There’s a huge misconception about forgiveness. We think it makes us weak. Soft. Passive. Like we’re letting people off the hook or acting like nothing happened. But the truth is? Forgiveness is one of the most powerful things you can do. Because refusing to forgive might feel like power — but it’s not. It’s just prolonged pain disguised as control.
So many people refuse to forgive out of anger. Out of pride. Out of spite. And I get it — forgiving someone who hurt you feels unfair. But here’s the thing: when you cling to unforgiveness, you’re not punishing them. You’re punishing yourself.
Unforgiveness is a slow, silent kind of self-sabotage. And while you think you’re staying strong by staying mad — what you’re really doing is giving them free rent in your heart. If You Can’t Forgive, They Still Have Power Over You
Why would you want to let the people who hurt you and let you down continue to hold power over you. People love to say they don’t care anymore — but refusing to forgive is caring. It’s your hurt and pain refusing to let go. It’s the part of you still clinging to the idea that holding onto anger will get you justice. But here’s the hard truth: If you are waiting for justice, know it may never come.

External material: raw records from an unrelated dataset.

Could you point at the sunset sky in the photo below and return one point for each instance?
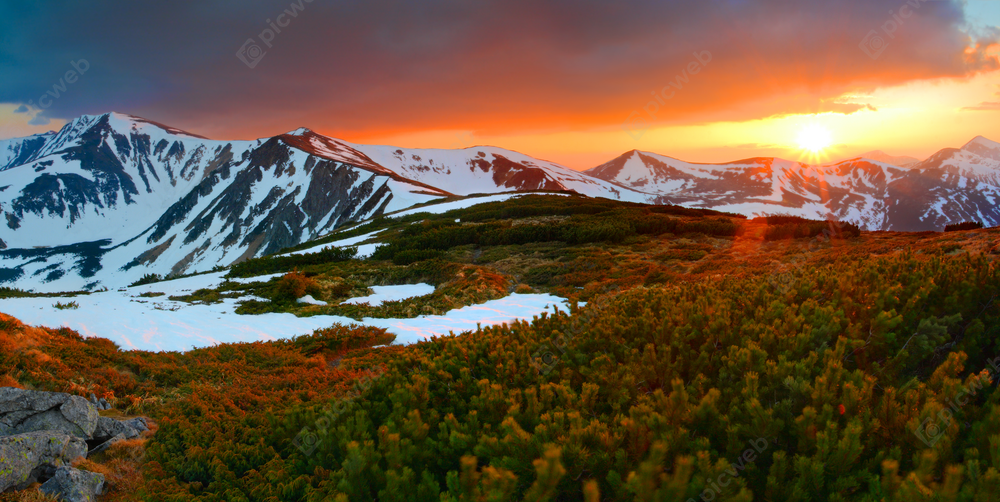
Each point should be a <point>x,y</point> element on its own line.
<point>575,82</point>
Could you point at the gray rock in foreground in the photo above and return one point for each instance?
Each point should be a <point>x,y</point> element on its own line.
<point>74,485</point>
<point>24,411</point>
<point>108,428</point>
<point>25,457</point>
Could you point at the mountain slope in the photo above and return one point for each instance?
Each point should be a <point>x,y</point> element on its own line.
<point>950,186</point>
<point>885,158</point>
<point>111,198</point>
<point>485,169</point>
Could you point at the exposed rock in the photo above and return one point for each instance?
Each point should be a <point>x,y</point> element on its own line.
<point>100,404</point>
<point>24,411</point>
<point>24,458</point>
<point>108,428</point>
<point>74,485</point>
<point>106,444</point>
<point>137,423</point>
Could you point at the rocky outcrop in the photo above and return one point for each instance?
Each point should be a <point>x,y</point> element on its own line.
<point>100,404</point>
<point>41,433</point>
<point>27,458</point>
<point>24,411</point>
<point>73,485</point>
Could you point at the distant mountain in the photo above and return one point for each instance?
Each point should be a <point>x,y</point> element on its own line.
<point>880,156</point>
<point>110,198</point>
<point>952,185</point>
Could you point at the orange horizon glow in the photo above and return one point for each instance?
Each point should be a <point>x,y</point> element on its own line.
<point>913,119</point>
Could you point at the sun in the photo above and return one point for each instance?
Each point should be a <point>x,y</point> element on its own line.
<point>815,138</point>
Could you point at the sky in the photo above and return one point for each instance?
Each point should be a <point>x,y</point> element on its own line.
<point>577,82</point>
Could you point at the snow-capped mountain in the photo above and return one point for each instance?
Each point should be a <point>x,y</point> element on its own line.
<point>951,186</point>
<point>110,198</point>
<point>485,169</point>
<point>885,158</point>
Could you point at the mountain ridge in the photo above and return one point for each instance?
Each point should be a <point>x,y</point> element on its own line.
<point>111,197</point>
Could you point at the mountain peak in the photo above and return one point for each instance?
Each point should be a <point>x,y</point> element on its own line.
<point>983,142</point>
<point>983,147</point>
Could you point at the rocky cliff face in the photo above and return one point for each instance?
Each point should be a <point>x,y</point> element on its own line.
<point>111,198</point>
<point>951,186</point>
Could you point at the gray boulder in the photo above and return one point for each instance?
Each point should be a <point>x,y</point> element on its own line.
<point>137,423</point>
<point>26,457</point>
<point>100,404</point>
<point>108,428</point>
<point>74,485</point>
<point>24,411</point>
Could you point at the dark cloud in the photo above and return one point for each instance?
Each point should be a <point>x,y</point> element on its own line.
<point>488,66</point>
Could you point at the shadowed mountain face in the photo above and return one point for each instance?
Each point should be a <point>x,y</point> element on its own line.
<point>111,198</point>
<point>951,186</point>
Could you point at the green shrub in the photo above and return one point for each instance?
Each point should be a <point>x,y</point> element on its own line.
<point>274,264</point>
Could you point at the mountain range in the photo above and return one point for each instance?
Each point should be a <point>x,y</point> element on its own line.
<point>109,198</point>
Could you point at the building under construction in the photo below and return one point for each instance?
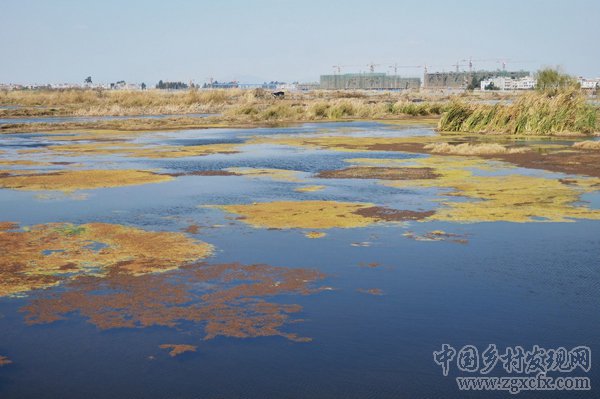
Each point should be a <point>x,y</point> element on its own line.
<point>466,80</point>
<point>368,81</point>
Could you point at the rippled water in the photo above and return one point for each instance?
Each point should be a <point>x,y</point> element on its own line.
<point>510,284</point>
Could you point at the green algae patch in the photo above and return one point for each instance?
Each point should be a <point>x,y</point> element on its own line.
<point>71,180</point>
<point>46,255</point>
<point>230,300</point>
<point>317,214</point>
<point>508,197</point>
<point>178,349</point>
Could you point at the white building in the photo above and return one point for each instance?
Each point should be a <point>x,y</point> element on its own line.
<point>589,84</point>
<point>506,83</point>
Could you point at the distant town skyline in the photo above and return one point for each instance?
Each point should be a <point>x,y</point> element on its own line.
<point>264,40</point>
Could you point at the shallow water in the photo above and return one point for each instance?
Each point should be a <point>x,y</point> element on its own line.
<point>509,284</point>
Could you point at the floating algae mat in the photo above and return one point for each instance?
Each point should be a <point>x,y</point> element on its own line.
<point>42,256</point>
<point>71,180</point>
<point>317,214</point>
<point>507,197</point>
<point>310,260</point>
<point>232,301</point>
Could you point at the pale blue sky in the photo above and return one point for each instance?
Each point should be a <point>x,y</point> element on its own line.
<point>66,40</point>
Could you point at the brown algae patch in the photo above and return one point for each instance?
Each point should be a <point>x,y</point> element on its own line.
<point>371,291</point>
<point>70,180</point>
<point>437,235</point>
<point>509,197</point>
<point>178,349</point>
<point>192,229</point>
<point>381,173</point>
<point>474,149</point>
<point>309,189</point>
<point>315,234</point>
<point>316,214</point>
<point>221,300</point>
<point>587,145</point>
<point>5,226</point>
<point>45,255</point>
<point>273,174</point>
<point>350,143</point>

And it’s not fair. And it’s cruel. But you cannot wait for it. Because in that waiting, you lower yourself. You keep yourself stuck. You give them more time, more space, more control. If your heart rate spikes at the sound of their name — they still have power. If you shrink when you see them in public — they still have power. If you let what they did dictate how you show up in relationships now — they still have power. And they don’t even have to try. Because you’re the one keeping the wound open. Forgiveness doesn’t say, “What you did was okay.” It says, “What you did will no longer define me.”
Forgiveness Isn’t For Them — It’s For You You forgive so you can be free. So you can heal. So you can stop living in reaction to something they did months, years, maybe even decades ago. Forgiveness is not the same as reconciliation. It doesn’t mean you need to have a conversation. It doesn’t mean you need to let them back in. It just means: I release you from the hold you had on my spirit. I choose peace over bitterness. I want my life back.
Forgiveness is not weakness. It’s strength. It’s self-awareness. It’s spiritual maturity. It’s saying, “You don’t get to live in my head or my heart rent-free anymore.” Jesus didn’t forgive people because they deserved it. He did it because He was free — and He wanted us to be free too. So this is me choosing freedom. Choosing peace. Choosing to take my power back.
Still healing. Still releasing. Still walking away stronger.